Executive Editor: Fergal Monsell

General Editor: Chris Colton

Authors: Andrew Howard, James Hunter, Theddy Slongo

Pediatric proximal femur 31-M/7

Open reduction, screw fixation (greater trochanter)

1. Preliminary remarks


An avulsion of the greater trochanter, with disruption of the abductor mechanism can be repaired by open reduction and screw or tension band fixation depending on the size of the avulsed fragment.

It is essential to ensure that the bony fragment is sufficiently large or it may split when screws are inserted. A tension band wire technique is a good alternative for smaller fragments.

For children with 4 or more years of growth remaining, removing the screws should be considered.

Patient preparation

This procedure is normally performed with the patient in a lateral position .

See also the additional material on preoperative preparation .

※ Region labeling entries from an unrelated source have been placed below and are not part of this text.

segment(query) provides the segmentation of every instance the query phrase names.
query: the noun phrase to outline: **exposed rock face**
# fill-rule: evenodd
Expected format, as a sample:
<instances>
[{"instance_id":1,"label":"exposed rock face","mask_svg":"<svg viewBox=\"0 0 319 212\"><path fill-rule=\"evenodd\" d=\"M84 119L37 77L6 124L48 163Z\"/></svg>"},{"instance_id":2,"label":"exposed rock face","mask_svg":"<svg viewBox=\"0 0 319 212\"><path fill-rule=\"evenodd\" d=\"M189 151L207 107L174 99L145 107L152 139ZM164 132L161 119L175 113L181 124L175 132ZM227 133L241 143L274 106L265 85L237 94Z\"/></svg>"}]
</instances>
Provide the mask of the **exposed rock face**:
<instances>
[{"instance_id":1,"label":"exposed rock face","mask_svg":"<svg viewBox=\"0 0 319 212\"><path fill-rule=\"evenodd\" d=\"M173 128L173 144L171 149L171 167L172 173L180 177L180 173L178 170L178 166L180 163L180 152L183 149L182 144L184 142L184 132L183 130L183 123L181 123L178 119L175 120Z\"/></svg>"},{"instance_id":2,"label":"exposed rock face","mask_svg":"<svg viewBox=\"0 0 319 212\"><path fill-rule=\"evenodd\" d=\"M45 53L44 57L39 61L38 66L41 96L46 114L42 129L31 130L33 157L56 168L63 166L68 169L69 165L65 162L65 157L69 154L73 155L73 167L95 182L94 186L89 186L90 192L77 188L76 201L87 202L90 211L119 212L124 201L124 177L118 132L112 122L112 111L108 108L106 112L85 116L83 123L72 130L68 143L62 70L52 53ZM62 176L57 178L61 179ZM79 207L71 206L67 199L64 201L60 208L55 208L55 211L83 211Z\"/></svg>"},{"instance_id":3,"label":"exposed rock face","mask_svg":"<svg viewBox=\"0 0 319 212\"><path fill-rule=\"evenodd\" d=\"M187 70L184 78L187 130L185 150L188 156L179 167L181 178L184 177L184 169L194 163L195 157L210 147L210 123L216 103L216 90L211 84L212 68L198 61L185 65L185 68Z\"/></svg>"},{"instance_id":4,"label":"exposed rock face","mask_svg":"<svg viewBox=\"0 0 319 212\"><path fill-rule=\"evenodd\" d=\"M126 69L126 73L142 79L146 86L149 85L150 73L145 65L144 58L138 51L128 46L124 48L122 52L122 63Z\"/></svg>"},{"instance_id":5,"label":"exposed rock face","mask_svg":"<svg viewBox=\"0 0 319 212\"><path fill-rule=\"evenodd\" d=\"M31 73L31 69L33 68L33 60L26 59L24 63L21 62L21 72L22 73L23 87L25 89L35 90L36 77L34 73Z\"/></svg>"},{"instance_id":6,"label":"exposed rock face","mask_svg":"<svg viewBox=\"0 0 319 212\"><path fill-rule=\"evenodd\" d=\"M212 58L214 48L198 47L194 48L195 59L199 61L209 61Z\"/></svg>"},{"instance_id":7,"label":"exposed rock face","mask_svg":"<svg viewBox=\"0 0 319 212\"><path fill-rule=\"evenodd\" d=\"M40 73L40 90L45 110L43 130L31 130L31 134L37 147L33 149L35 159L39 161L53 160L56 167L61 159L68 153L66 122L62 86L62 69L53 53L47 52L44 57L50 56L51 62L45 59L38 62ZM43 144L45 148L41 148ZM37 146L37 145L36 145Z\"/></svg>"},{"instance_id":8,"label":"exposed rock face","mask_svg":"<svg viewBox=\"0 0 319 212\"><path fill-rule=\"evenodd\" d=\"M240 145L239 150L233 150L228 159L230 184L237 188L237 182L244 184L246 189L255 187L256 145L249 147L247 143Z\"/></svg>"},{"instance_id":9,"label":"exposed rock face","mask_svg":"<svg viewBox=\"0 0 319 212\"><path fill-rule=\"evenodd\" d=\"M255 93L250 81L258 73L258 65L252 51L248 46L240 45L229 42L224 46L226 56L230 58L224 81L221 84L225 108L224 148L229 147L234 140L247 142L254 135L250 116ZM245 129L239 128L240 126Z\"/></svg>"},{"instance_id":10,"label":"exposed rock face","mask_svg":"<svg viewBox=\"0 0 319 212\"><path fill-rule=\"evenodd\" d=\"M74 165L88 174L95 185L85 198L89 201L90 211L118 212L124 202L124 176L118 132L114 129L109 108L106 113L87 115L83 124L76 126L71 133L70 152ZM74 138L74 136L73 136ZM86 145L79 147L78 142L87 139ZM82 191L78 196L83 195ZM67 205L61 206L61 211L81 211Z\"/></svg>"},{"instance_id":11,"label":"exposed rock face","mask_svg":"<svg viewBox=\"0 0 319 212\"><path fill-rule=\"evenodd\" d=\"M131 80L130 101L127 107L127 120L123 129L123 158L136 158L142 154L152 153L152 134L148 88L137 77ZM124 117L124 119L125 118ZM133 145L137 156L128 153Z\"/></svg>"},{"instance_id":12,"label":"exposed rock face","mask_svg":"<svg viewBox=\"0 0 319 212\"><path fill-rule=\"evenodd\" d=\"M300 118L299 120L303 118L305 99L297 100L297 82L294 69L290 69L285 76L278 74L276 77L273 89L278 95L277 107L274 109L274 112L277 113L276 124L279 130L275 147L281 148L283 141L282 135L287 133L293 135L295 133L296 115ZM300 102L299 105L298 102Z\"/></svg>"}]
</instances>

The fracture fragment is approached with a lateral approach , the hematoma is evacuated and periosteum is cleared to allow accurate reduction of the fragment(s).

Equipment selection

The following implants are required:

  • 3.5, or 4.5 mm cortex screws

The choice of implant depends on the age and size of the child.

Washers are optional depending on the bone quality and fracture configuration.

2. Reduction

The trochanteric fragment is directly reduced to its bed and the position confirmed using image intensification. A towel clip may be used for temporary control, or a K-wire can be used to aid manipulation and to provide temporary fixation.

3. Fixation

Guide wire insertion

The first K-wire is placed in the center of the proximal part of the greater trochanter.

There are several surgical options that depend on the available implants and the surgeon’s experience.

Cortex screw fixation

The initial K-wire holds the trochanteric fragment in place.

A 2.5 or 3.2 mm drill is used to make a drill hole in the distal part of the greater trochanter, perforating the cortex on the calcar side.

The screw length is measured.

A 3.5 or 4.5 mm self-tapping cortex screw is inserted and tightened.

The K-wire is removed and a second drill hole is made at the site of insertion.

The screw length is measured.

A 3.5 or 4.5 mm self-tapping cortex screw is inserted and tightened.


Routine closure according to the surgeon's preference.

4. Postoperative protocol

It is important to avoid active contraction and passive movement of the corresponding muscle. Therefore, good instructions from the surgeon and/or physiotherapist are helpful.

Crutch walking with toe-touch weight bearing, supervised by a physiotherapist, should be advised for 3-4 weeks.

Follow up

Abductor strengthening exercises can be started after 6-8 weeks if there are clinical and radiological signs of healing.